Later in the day, an ebullient Peruvian chef, Héctor Solis, whose restaurant is Fiesta in Lima, demonstrated a range of more or less instant ceviches (in real life, not video, this time), including one made with octopus and another with duck(!). "This is part of the evolution of ceviche," he explained. "We are also working with hot ceviche, ceviche as a hot but sharp, acidic dish." One of these is made with grouper, Chinese onions, cilantro, and baby corn leaves, lightly smoked for about 30 seconds. An unusual cold one combined grouper with sun-dried guitarfish (a kind of skate).
The most, er, colorful presentation of the day — and almost certainly of the whole event — came from Belgian chocolatier Dominique Persoone, who was introduced as someone calling himself "the Ferran Adrià of chocolate." The Damien Hirst might be more like it. Persoone has shops in Bruges and Antwerp (the former in the kitchen of a house once used by Napoleón), a chocolate factory, and a cocoa plantation in Mexico. "I'm a kinky boy, with a lot of tattoos," he announced as he took the stage against a projected image of himself, shirtless, flexing his arm to show off a tat of the Rolling Stones lips-and-tongue logo surrounded by the legend "Chocolate is Rock'n'Roll."

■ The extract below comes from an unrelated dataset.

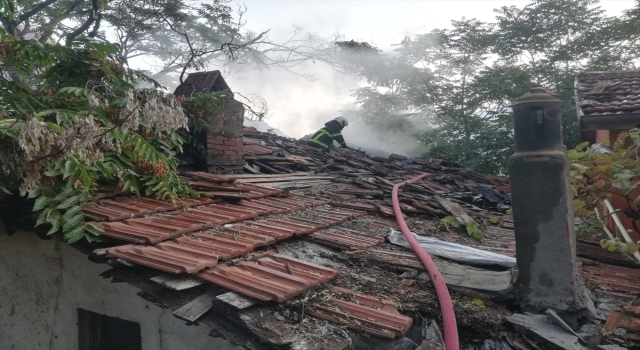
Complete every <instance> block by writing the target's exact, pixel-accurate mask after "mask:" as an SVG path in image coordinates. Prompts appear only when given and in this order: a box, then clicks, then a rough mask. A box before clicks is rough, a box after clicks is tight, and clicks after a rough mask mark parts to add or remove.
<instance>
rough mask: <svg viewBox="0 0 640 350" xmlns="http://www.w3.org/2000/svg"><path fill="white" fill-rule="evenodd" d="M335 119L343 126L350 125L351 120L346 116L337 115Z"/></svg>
mask: <svg viewBox="0 0 640 350" xmlns="http://www.w3.org/2000/svg"><path fill="white" fill-rule="evenodd" d="M334 120H335V121H337V122H338V123H340V125H342V126H343V127H345V126H347V125H349V121H348V120H347V118H345V117H337V118H336V119H334Z"/></svg>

He supplies chocolates to all three of Belgium's three-star restaurants, and works every six months with Heston Blumenthal. He credits his first visit to Madrid Fusión some years ago, and his exposure there to the thinking of Adrià and Juan Mari Arzak, with having changed his life, making him look at his craft in a radically different manner. For instance... "I don't know how many men here have had the honor of tasting the breast milk of their wives," he began. "I was very lucky and was able to. It has a taste like almonds, and vanilla. Breast milk is the first thing we taste, which is why we find those flavors so appealing later. So I have made a chocolate breast — a B cup, I think — and when you bite the nipple, you will have milk. Don't worry, it's not breast milk, but sweetened condensed milk." The sound track blared a baby's crying and a scent of baby powder wafted through the room. But he was hardly finished.
"Breast milk has a pleasure hormone," he continued. "It is the same thing that is released when you have an orgasm. This same hormone is in chocolate. I decided to remove it from chocolate and concentrate it, then make a new candy with it. But it was so powerful that the body blocked it. So I added Sichuan pepper, which unblocked it." His quest for pleasure also led him to make a praline out of poppy seeds, the poppy being the source of opium and heroin, and one from a product for which Belgium is famous — flax. With flax seeds, he invented a confection that also involves a powder of Belgian gray shrimp, which are fished from horseback. Take that, Mr. Hershey.